Background: Heart failure (HF) due to myocarditis might not respond in the same way to standard therapy as HF due to other aetiologies. The aim of this study was to investigate the value of endomyocardial biopsies (EMB) for clinical decision-making and its relation to the outcome of paediatric patients with myocarditis.
Methods: Clinical and EMB data of children with myocarditis collected for the MYKKE-registry between 2013 and 2020 from 23 centres were analysed. EMB studies included histology, immunohistology, and molecular pathology. The occurrence of major adverse cardiac events (MACE) including mechanical circulatory support (MCS), heart transplantation, and/or death was defined as a combined endpoint.
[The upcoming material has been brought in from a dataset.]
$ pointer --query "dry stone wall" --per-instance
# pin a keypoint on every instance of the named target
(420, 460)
Results: Myocarditis was diagnosed in 209/260 patients: 64% healing/chronic lymphocytic myocarditis, 23% acute lymphocytic myocarditis (AM), 14% healed myocarditis, no giant cell myocarditis. The median age was 12.8 (1.4-15.9) years. Time from symptom-onset to EMB was 11.0 (4.0-29.0) days. Children with AM and high amounts of mononuclear cell infiltrates were significantly younger with signs of HF compared to those with healing/chronic or healed myocarditis. Myocardial viral DNA/RNA detection had no significant effect on outcome. The worst event-free survival was seen in patients with healing/chronic myocarditis (24%), followed by acute (31%) and healed myocarditis (58%, p = 0.294). A weaning rate of 64% from MCS was found in AM.
Conclusions: EMB provides important information on the type and stage of myocardial inflammation and supports further decision-making. Children with fulminant clinical presentation, high amounts of mononuclear cell infiltrates or healing/chronic inflammation and young age have the highest risk for MACE.
Keywords: Endomyocardial biopsy; Myocarditis; Outcome; Paediatric; Registry.